Q: My husband and I each opened an IRA with a large brokerage firm in the 1980s. Now all our savings for retirement is going into a 401(k) through our jobs. We haven’t added to the IRA for a number of years, but still pay the yearly $40 maintenance fee each.
Everything in our IRA is invested in the company’s funds. Each IRA is about worth $70,000. Should I get out of this and go into a low-cost IRA fund even though we will probably take a huge loss getting out of their funds?
A: My first question is why do you think you’ll take a huge loss to get out of the brokerage firms funds? Unless you went into a back-end fund, you should be able to sell these funds and move over to another account.
Most large investment companies charge something for holding IRA accounts. Sometimes it’s $30 to $40. www.ingdirect.com charges $10 for each account. I don’t necessarily think the fees you’re being charged are so out of line, but you could be saving $60 or even $80 (if you find a company that doesn’t charge anything) per year.

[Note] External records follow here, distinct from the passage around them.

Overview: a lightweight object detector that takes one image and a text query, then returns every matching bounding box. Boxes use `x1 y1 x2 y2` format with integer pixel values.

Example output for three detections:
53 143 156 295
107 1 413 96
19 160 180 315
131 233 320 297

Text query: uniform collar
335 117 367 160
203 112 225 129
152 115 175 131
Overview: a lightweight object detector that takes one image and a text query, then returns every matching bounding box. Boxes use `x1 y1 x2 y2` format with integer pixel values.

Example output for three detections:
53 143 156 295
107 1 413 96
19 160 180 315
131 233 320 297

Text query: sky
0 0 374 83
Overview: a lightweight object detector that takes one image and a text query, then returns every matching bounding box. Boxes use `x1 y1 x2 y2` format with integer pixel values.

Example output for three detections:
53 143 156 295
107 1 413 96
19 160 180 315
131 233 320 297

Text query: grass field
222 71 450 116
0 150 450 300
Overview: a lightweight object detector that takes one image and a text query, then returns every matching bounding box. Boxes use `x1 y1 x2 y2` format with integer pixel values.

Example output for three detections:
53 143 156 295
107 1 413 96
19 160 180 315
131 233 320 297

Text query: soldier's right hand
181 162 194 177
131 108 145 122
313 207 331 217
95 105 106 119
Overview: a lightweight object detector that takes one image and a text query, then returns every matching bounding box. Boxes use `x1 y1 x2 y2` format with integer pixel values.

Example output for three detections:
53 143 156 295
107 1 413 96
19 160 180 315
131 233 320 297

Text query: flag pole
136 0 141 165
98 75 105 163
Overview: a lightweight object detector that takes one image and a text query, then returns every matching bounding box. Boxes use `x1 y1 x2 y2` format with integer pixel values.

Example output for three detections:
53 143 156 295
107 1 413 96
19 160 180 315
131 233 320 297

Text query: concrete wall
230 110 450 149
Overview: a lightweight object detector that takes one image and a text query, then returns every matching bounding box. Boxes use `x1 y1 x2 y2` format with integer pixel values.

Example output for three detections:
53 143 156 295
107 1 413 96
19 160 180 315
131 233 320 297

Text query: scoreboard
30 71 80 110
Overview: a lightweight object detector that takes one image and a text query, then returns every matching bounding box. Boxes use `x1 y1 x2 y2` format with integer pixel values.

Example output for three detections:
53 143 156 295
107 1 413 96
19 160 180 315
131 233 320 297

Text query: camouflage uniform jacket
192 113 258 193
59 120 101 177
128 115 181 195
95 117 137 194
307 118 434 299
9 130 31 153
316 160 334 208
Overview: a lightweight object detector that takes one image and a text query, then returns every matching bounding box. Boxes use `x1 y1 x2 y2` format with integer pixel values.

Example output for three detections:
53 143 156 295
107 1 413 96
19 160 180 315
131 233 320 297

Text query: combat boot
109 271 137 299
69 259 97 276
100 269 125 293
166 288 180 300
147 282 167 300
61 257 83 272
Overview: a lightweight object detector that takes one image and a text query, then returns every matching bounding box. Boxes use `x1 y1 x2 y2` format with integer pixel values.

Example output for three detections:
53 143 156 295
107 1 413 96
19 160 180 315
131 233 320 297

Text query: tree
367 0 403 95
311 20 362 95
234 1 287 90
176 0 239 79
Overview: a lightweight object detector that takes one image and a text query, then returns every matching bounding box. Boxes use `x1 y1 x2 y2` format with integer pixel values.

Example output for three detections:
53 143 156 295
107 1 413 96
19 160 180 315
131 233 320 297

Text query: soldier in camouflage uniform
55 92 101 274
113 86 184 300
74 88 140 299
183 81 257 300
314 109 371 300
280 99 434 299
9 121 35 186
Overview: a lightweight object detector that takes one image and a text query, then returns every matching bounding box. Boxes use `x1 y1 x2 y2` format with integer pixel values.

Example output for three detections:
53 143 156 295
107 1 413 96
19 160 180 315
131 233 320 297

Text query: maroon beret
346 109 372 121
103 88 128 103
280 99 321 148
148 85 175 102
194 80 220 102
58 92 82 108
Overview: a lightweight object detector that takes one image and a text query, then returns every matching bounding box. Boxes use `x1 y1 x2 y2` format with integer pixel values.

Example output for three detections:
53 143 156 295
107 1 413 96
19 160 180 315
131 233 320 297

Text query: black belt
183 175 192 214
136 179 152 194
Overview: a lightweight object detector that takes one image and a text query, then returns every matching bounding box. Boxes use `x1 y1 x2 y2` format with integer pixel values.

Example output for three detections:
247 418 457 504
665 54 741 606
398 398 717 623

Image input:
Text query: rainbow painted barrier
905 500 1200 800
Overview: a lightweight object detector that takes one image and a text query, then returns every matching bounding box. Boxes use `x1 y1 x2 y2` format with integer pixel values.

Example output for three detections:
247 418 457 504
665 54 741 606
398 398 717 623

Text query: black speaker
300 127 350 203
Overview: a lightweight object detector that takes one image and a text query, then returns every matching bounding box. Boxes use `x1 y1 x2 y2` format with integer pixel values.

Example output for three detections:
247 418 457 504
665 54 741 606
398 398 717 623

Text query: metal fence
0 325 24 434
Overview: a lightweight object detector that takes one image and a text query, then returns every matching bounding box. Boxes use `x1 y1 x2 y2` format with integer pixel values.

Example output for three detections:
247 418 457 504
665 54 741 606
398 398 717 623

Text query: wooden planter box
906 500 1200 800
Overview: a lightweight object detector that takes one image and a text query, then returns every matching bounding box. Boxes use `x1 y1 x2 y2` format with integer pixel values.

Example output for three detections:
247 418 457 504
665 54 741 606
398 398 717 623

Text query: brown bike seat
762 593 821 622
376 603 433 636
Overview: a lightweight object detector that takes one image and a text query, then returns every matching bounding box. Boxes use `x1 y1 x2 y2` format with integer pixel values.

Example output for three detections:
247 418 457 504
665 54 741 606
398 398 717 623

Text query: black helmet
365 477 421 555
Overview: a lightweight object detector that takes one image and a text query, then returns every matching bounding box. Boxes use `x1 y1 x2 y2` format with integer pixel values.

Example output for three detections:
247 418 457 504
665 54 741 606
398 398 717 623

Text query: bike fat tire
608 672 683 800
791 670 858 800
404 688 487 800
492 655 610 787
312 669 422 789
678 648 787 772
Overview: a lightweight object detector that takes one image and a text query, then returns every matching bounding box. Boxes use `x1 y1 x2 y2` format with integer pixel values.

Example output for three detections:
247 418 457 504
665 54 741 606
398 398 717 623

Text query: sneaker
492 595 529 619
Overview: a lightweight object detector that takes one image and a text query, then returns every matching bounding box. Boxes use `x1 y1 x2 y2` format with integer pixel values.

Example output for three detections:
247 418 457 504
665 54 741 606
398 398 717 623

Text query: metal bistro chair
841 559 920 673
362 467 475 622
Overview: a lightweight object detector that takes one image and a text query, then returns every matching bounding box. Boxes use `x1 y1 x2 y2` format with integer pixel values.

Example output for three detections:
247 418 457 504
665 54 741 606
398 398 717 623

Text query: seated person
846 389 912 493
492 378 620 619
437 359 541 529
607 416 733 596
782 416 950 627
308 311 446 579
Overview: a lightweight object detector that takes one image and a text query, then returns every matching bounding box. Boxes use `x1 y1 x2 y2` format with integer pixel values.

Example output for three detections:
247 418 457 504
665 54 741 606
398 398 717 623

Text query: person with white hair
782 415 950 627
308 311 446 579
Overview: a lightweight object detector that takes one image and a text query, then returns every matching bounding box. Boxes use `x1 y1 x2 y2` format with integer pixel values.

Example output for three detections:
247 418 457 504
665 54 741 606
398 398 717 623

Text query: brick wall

The real question is are you happy with the performance of the funds that you’ve chosen? The way to compare how these funds have done is to use the fund screener at www.morningstar.com. You can compare how your mutual funds are doing, how much they cost, what they are invested in, and how they compare to their peers.
I’d see how the funds stack up and then see who has most of the winners. If its somewhere other than at your fund company, consider making a move.